Background: The secretin-pancreozymin test has been accepted as the gold standard for testing exocrine pancreatic function. However, this test is invasive, time-consuming, and expensive. Therefore, in daily practice, more simple, indirect methods are proposed.
Methods: The fecal concentration of human pancreatic elastase (E1) has been assessed for diagnostic sensitivity and specificity. For sensitivity, fecal E1 determination in 23 healthy children were studied.
Results: Sensitivity to detect pancreatic insufficiency was 100% and specificity 96%.
Conclusions: Fecal E1 concentration appears to be a more sensitive and specific test of pancreatic function than other tests.
Department of Pediatrics, University of Technology, Dresden, Germany
Address correspondence and reprint requests to Prof. Dr. J. Henker, Department of Pediatrics, Faculty of Medicine, University of Technology Dresden, Fetscherstrasse 74, D-01307 Dresden, Germany.
Received August 29, 1995; revisions received December 19, 1995, February 9, 1996; accepted February 14, 1996.

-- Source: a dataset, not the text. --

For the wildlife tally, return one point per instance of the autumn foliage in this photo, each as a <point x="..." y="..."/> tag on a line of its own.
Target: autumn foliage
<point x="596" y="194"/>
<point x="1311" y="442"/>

Exocrine pancreatic function includes the hydrokinetic function of duct cells and the ecbolic function of acinus cells. Both of these capacities are best estimated with the secretin-pancreozymin test, which is the gold standard in the testing of pancreatic function. However, this test is invasive, time-consuming, and costly. Therefore more simple, less invasive, indirect methods such as fecal chymotrypsin activity, pancreolauryl test, and fecal fat content determinations, are used in the daily practice. (The peptide-PABA/bentiromide test is no longer available in most European countries.) Recently, determination of fecal concentration of human pancreatic elastase 1 (E1) has been introduced for measuring the exocrine capacity of the pancreas (1), and the first promising results have been published (2-9).
SUBJECTS AND METHODS
In the pilot study presented here we report our experiences with fecal E1 determination in children with and without pancreatic insufficiency. Sensitivity of fecal E1 concentration was determined in 16 cystic fibrosis (CF) patients (nine boys, seven girls) diagnosed by at least three pathological sweat tests. Median age was 17.3 years (range: 8-25.3 years). In all but one of these CF patients, a severe exocrine pancreatic insufficiency was detectable by secretin-pancreozymin test (SPT). All CF patients were treated with pancreatic substitution, which was not interrupted before E1 determination. As recently recommended (10), patients received 8000-10,000 U lipase per kilogram daily.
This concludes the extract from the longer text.